Speech for user interfaces
Once again, speech is being proposed as an interface for PDAs and mobile phones.
This idea has been around for years - I remember when I was at school 15 years ago working on an electronics project to recognise key words, and back then it was seen as being "just around the corner". Microsoft have also put a lot of effort into speech research, and whilst voice synthesisers and simple recognition are a part of modern operating systems, we still use it in a limited fashion.
And I don't see this changing until a few really large problems are solved:
- How do you deal with background noise?
- How do you deliver quality of recognition that's appropriate for the consumer market? 90%, 95%, even 99% accuracy aren't good enough. And let's leave aside the difference in individuals voices: mobiles aren't just used when you're calm, in a sterile environment. You slur down then drunkenly, scream at them when you're having an argument, whisper when you're talking on the train - there's a massive variance in what speech recognition kit has to work with.
- How do you differentiate between commands for the phone and the content of what you're saying?

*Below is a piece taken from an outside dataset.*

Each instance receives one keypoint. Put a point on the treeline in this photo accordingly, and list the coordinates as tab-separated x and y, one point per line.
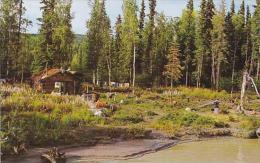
208	47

And finally: what are the social implications of this? How will people react to mobile use in public when it involves speaking commands clearly to your device (for text messaging, say)? How will the office environment change to accommodate the constant chatter of workers talking to their machines? Even if the technical problems go away, I'd put money on many of us choosing to stick with existing means for data entry, because they're good enough and they don't involve broadcasting what you're typing to anyone within listening distance.
And more generally, is the lack of keyboards on PDAs and phones such a massive problem? (That's not a rhetorical question) What would the ability to easily enter larger volumes of text add to our experience of using mobiles?